THE UK manufacturing sector surged to a 15-month high in December, suggesting the economy may avoid further contraction.

The latest Markit/CIPS purchasing managers' index (PMI) was at 51.4, rising above the 50 mark, which signals expansion, for the first time since March.

It was also the highest reading since September 2011, helped by demand from domestic customers which offset the ongoing dip in orders from the troubled eurozone.

Although it is still likely that manufacturing contracted in the fourth quarter, many economists believe the sector is now stabilising, which may improve the performance of the wider economy.
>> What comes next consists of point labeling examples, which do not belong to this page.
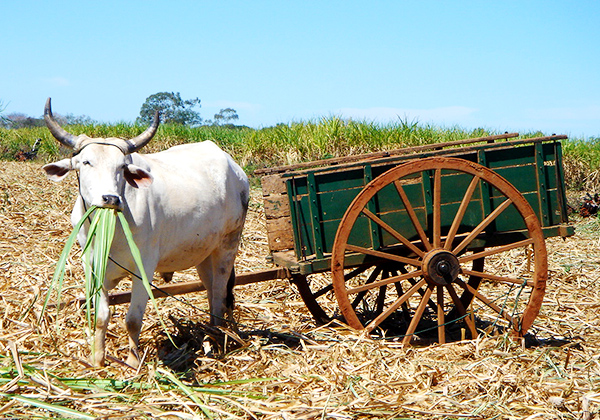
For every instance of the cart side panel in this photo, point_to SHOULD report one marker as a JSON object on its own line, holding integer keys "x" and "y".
{"x": 277, "y": 213}
{"x": 317, "y": 201}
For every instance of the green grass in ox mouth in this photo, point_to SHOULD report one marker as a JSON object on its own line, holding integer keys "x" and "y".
{"x": 96, "y": 253}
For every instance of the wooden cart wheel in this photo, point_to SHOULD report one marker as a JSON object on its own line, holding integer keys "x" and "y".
{"x": 429, "y": 282}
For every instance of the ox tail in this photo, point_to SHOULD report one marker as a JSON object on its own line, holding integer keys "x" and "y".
{"x": 229, "y": 300}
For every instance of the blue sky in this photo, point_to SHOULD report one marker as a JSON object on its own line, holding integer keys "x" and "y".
{"x": 503, "y": 65}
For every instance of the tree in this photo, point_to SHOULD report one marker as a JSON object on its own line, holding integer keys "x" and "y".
{"x": 172, "y": 109}
{"x": 225, "y": 116}
{"x": 19, "y": 120}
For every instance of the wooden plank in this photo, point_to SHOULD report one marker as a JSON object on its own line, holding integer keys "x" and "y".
{"x": 376, "y": 155}
{"x": 279, "y": 234}
{"x": 197, "y": 286}
{"x": 273, "y": 184}
{"x": 276, "y": 206}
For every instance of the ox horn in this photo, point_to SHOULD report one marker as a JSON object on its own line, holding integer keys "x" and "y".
{"x": 140, "y": 141}
{"x": 66, "y": 138}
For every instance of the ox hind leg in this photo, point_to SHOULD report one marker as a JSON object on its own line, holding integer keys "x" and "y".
{"x": 217, "y": 275}
{"x": 102, "y": 317}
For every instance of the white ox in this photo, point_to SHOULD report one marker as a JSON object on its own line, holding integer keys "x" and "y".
{"x": 186, "y": 207}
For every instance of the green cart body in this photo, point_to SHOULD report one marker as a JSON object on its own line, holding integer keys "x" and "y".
{"x": 307, "y": 205}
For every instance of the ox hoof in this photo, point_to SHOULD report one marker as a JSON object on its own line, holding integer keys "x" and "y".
{"x": 133, "y": 359}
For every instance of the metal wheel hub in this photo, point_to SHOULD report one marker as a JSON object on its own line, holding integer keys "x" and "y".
{"x": 440, "y": 267}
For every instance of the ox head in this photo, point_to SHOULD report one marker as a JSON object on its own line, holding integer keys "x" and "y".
{"x": 104, "y": 165}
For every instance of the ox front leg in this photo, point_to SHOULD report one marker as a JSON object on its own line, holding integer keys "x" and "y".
{"x": 217, "y": 274}
{"x": 102, "y": 318}
{"x": 133, "y": 321}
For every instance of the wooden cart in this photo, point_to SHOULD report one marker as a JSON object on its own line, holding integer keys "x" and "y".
{"x": 435, "y": 242}
{"x": 432, "y": 243}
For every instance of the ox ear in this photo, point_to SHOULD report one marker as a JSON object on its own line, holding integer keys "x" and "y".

Howard Archer, from IHS Global Insight, said: "The marked pick-up in manufacturing activity in December is a significant boost to hopes the economy was at least flat in the fourth quarter and could even have grown marginally.
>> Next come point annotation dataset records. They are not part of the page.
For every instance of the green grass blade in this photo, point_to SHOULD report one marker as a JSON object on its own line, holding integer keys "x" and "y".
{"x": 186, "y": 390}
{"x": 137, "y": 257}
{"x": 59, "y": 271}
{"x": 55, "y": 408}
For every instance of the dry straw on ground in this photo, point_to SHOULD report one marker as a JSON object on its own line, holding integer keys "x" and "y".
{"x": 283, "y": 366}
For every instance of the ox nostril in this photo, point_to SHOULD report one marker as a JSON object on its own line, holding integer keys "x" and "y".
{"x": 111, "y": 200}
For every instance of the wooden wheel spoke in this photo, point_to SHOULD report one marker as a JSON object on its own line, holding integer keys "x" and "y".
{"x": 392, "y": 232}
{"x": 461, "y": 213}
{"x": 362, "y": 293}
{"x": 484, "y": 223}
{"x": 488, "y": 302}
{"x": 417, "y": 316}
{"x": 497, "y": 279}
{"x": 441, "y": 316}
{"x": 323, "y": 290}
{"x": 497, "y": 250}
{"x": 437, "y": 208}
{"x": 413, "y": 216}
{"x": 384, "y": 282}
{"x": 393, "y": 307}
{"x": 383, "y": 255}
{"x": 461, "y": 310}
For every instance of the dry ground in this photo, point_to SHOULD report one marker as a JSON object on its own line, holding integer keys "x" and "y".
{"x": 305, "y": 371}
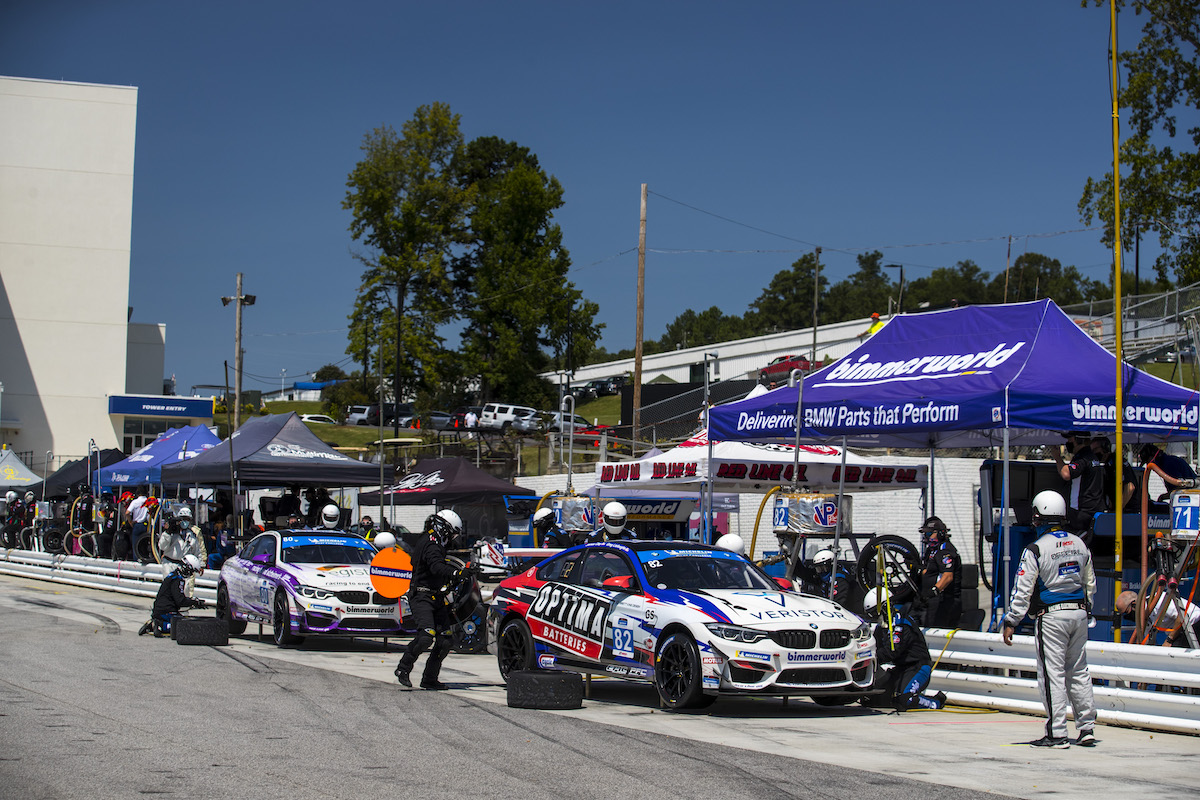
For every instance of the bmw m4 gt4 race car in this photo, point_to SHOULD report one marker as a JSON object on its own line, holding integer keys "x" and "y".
{"x": 305, "y": 582}
{"x": 695, "y": 620}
"While the purchasing managers' survey offers real grounds for hope for manufacturers as they head into 2013, it is evident the sector still faces tough domestic and global conditions."

Output increased for the second month in a row, with the rate of growth the strongest in 20 months.

However new export orders dipped again and backlogs of work continued to decline.

Employment fell slightly while firms also signalled they had greater spare capacity.

David Noble, chief executive at the Chartered Institute of Purchasing & Supply, said: "In what has been a difficult year for the manufacturing sector, it is very encouraging to see 2012 end on a high with a second consecutive increase in output and the strongest rate of growth in 20 months presenting a more solid platform for 2013.

"This is largely a reflection of improved performance in the domestic market.

"But the sector is far from out of the woods. The decline in new export orders demonstrates that challenging global economic conditions and the eurozone crisis continue to act as a drag.

"Moreover, the slight fall in employment, increased costs and spare capacity are warning signs for the year ahead."

That cautious view was echoed by Samuel Tombs, from Capital Economics.

He predicted manufacturing would contract by around 0.7% overall in the fourth quarter, and added: "With the recession in the eurozone set to deepen and consumers at home on course to be hit by a further bout of relatively high inflation, 2013 is shaping up to be another tough year for UK manufacturers."